Plaintiffs were cosponsors of the offering plan for a housing development. Defendants are that development’s homeowners’ association, its board of directors and the individual members of the board of directors. This action alleges defamation through statements in a letter to the association’s members and another letter to an Assistant Attorney General in the Department of Law—Investor Protection Bureau. After a dispute arose regarding disclosure, plaintiffs moved to compel compliance with their disclosure demands. Defendants cross-moved for dismissal of the complaint pursuant to CPLR 3211 (a) (7) or 3212, and alternatively for a protective order. Supreme Court found that the letter to the association members was entitled to an absolute privilege and the letter to the Attorney General’s office was entitled to a qualified privilege, resulting in a dismissal of the complaint. The court thus denied plaintiffs’ disclosure motion. Plaintiffs appeal.
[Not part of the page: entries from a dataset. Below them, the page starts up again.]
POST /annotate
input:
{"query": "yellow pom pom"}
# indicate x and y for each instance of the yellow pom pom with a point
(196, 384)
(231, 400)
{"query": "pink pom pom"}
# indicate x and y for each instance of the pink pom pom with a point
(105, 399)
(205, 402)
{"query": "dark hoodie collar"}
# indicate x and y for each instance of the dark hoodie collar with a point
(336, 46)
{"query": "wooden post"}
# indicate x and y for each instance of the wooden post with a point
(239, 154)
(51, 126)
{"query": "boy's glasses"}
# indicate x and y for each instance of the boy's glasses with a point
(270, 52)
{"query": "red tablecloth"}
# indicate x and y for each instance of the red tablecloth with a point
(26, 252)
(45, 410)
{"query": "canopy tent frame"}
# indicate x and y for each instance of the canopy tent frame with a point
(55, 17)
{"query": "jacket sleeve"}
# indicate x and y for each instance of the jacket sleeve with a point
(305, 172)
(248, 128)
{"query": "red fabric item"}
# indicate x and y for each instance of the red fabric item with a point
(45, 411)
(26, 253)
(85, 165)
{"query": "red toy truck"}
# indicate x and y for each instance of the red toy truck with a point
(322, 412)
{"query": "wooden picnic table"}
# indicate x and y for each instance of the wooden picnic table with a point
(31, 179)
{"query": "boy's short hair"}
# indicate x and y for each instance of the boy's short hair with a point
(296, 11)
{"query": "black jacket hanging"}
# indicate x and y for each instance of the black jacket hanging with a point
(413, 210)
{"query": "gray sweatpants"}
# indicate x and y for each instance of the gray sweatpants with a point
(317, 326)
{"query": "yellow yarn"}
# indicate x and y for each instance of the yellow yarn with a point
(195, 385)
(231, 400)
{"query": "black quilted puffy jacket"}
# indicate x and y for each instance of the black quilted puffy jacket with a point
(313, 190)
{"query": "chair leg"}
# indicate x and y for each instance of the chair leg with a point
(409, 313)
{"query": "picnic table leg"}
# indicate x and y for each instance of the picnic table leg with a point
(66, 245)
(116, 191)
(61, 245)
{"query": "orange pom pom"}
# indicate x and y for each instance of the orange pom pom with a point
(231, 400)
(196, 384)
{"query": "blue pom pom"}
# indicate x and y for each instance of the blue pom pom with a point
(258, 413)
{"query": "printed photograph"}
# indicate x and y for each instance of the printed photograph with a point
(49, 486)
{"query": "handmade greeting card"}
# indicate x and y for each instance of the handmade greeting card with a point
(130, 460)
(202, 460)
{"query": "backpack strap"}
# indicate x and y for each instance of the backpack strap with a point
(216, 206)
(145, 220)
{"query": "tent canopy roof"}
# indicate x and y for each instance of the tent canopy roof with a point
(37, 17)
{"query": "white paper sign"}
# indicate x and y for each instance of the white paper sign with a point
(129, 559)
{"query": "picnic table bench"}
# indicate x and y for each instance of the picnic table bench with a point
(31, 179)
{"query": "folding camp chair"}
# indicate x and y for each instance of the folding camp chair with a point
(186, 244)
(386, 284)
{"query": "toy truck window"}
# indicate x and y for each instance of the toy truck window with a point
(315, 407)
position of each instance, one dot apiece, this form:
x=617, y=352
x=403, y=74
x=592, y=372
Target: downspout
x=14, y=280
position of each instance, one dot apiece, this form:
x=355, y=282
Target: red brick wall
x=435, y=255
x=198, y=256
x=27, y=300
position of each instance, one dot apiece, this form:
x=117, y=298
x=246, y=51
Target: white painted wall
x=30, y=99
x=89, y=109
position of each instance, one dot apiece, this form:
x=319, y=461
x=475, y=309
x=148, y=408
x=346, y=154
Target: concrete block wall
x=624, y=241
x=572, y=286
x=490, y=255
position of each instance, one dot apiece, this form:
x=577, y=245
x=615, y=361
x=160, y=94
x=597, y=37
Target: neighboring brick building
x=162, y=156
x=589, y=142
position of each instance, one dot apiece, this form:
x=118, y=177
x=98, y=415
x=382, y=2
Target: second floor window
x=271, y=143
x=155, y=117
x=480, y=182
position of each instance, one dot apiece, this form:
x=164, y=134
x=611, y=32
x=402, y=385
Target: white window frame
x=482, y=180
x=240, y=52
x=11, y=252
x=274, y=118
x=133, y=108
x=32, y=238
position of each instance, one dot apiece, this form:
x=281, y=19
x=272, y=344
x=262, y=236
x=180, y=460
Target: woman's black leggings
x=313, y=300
Supreme Court properly dismissed the cause of action related to the homeowners’ letter as absolutely privileged. Statements by parties to legal proceedings are absolutely privileged if those statements are in any way pertinent to the litigation (see Grasso v Mathew, 164 AD2d 476, 479 [1991], lv dismissed 77 NY2d 940 [1991], lv denied 78 NY2d 855 [1991]; Friedman v Alexander, 79 AD2d 627, 628 [1980]). The test of pertinency in this regard is extremely liberal so as to “embrace[ ] anything that may possibly or plausibly be relevant or pertinent” (Grasso v Mathew, supra at 479). As the association was a party to litigation, the letter from the board of directors informing the association’s members of the status of that litigation was pertinent to such legal proceedings, entitling the statements in that letter to an absolute privilege (see Friedman v Alexander, supra at 628). Therefore, the court properly dismissed the cause of action related to allegedly defamatory statements in that letter.
Supreme Court also properly dismissed plaintiffs’ cause of action based on the letter to the Attorney General’s office. Plaintiffs conceded that statements in that letter are entitled to a qualified privilege because they were made by the board of *964directors in the course of discharging its duties to the association (see Toker v Pollak, 44 NY2d 211, 219 [1978]). In order to defeat the qualified privilege, plaintiffs were required to tender proof in evidentiary form that defendants acted with malice in making the statements (see id.; Russ v State Empls. Fed. Credit Union [SEFCU], 298 AD2d 791, 793 [2002]; Hoyt v Kaplan, 263 AD2d 918, 919 [1999]). Plaintiffs have failed to refute defendants’ disclaimer of malice and offer nothing more than mere speculation regarding ill will, rather than evidentiary proof that “the statements were so extravagant or vituperative as to indicate that they were motivated solely by ill will” (Hoyt v Kaplan, supra at 920). Plaintiffs’ request for further disclosure is unpersuasive because it is based on an unsubstantiated hope that something helpful will be uncovered, with “no reason to believe that proof of malice will be developed through discoveiy” (Harris v Alcan Aluminum Corp., 91 AD2d 830, 831 [1982], affd 58 NY2d 1036 [1983]; see Trails W. v Wolff, 32 NY2d 207, 221 [1973]). Considering the record here, and the additional information available to plaintiffs from related litigation regarding the housing development (see Green Harbour Homeowners’ Assn., Inc. v G.H. Dev. & Constr., Inc., 14 AD3d 963 [2005])— which resulted in a trial lasting 24 days, produced a transcript over 3,300 pages, provided in excess of 100 trial exhibits and involved depositions of the parties—there is no basis to conclude that further disclosure will uncover additional probative evidence of malice or that any material facts are in defendants’ exclusive possession (see Matter of Heustis v Town of Ticonderoga Planning Bd., 11 AD3d 868, 870 [2004]; Hughes Training, Inc., Link Div. v Pegasus Real-Time, 255 AD2d 729, 730 [1998]). Thus, Supreme Court’s dismissal of plaintiffs’ second cause of action was proper.
Based on the proper dismissal of both causes of action, we need not address the parties’ arguments concerning their disclosure motions.
Spain, J.P., Carpinello, Rose and Lahtinen, JJ., concur. Ordered that the order and judgment is affirmed, with costs.